Terceiro sinal

Conhecida como cover de Amy Winehouse, a cantora Miranda Kassin revela a promissora faceta de compositora

LAURO LISBOA GARCIA, ESPECIAL PARA O ESTADO, O Estado de S.Paulo

07 de julho de 2012 | 03h07

Aurora é aquela região do dia em que é cedo demais para quem está despertando, ou muito tarde para quem ainda não foi dormir. É nos contrastes entre o breu da noite, onde construiu sua carreira, e o clarão do Sol que insiste em brilhar que a cantora Miranda Kassin revela um aspecto inédito e promissor: o de compositora. Conhecida primeiramente como cover (não confundir com imitadora) da cantora britânica Amy Winehouse (1983-2011), ela só cantava em inglês e gravou seu primeiro disco em português com o marido e também cantor e ator André Frateschi (Hits do Underground, 2010).

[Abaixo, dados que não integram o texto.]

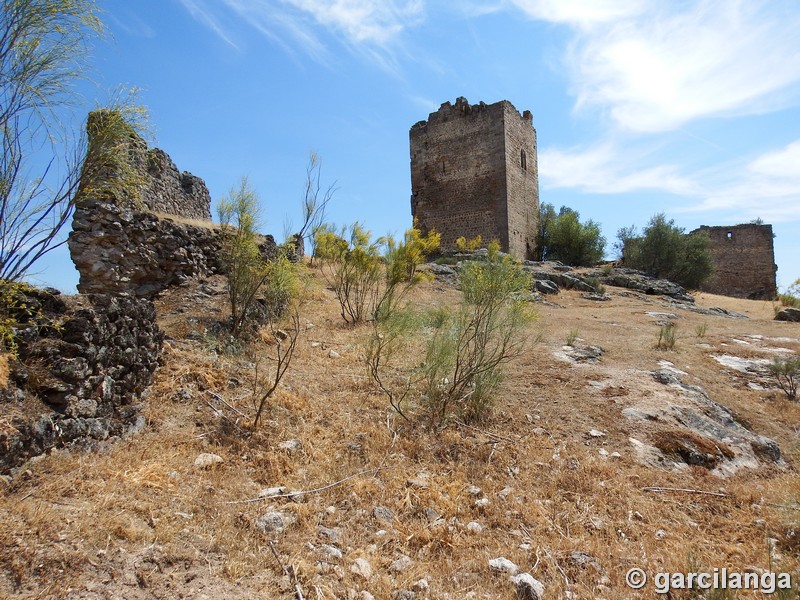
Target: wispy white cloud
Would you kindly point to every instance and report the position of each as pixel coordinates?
(609, 169)
(583, 13)
(202, 12)
(767, 187)
(368, 26)
(655, 66)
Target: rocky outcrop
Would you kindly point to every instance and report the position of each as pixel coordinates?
(788, 314)
(695, 430)
(81, 380)
(636, 280)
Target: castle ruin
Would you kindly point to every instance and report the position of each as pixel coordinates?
(474, 172)
(744, 261)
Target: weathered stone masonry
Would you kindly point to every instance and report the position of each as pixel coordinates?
(140, 246)
(474, 172)
(744, 261)
(81, 381)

Em Aurora, produção artesanal, independente, concisa e despretensiosa, ela mantém a parceria com ele em metade das oito canções, mesclando personagens da noite e o clima do sítio onde o disco foi gravado, todo ao vivo em estúdio, e onde algumas canções de temática urbana foram compostas. O fenômeno astronômico pronunciado no título do CD, bem como a maçã verde ("que não é a do pecado da Eva"), ácida e refrescante, em três fotos do encarte, são simbólicos do terceiro estágio da carreira de Miranda. "Sempre fui muito noturna, penso e produzo melhor à noite. Mas o amanhecer não me incomoda", diz a cantora, que gosta de ter alimentação saudável para compensar a oxidação precoce dos notívagos.

O isolamento no sítio foi importante para o que Frateschi chama de "mergulho para dentro dela". Nas letras, ele, Miranda e Mauro Motoki (coprodutor e coautor de sete canções) refletem situações de esperança (Terceiro Sinal), conflitos nas relações humanas (Cada Um Com o Seu, Prisão) solidão (Driving Alone, Pobre Menina), de amanhecer (6 Dias Sem Sono, Escarcéu, Terceiro Sinal) e tristeza pela morte recente do pai dela (Driving Alone).

Cantora intensa, influenciada pelas divas da soul music, Miranda mistura diversas referências em Aurora: rock, soul, um pouco de folk, pegadas brasileiras. Para Pensa, que abre o CD pedindo "dá licença de eu chegar", vem com cara de um novo "hit do underground". "Espero que a gente consiga de certa maneira atingir um pouco da massa, para as pessoas saberem que dá pra ter coisa boa, letras mais interessantes do que o tchu tcha tcha tchu tchu."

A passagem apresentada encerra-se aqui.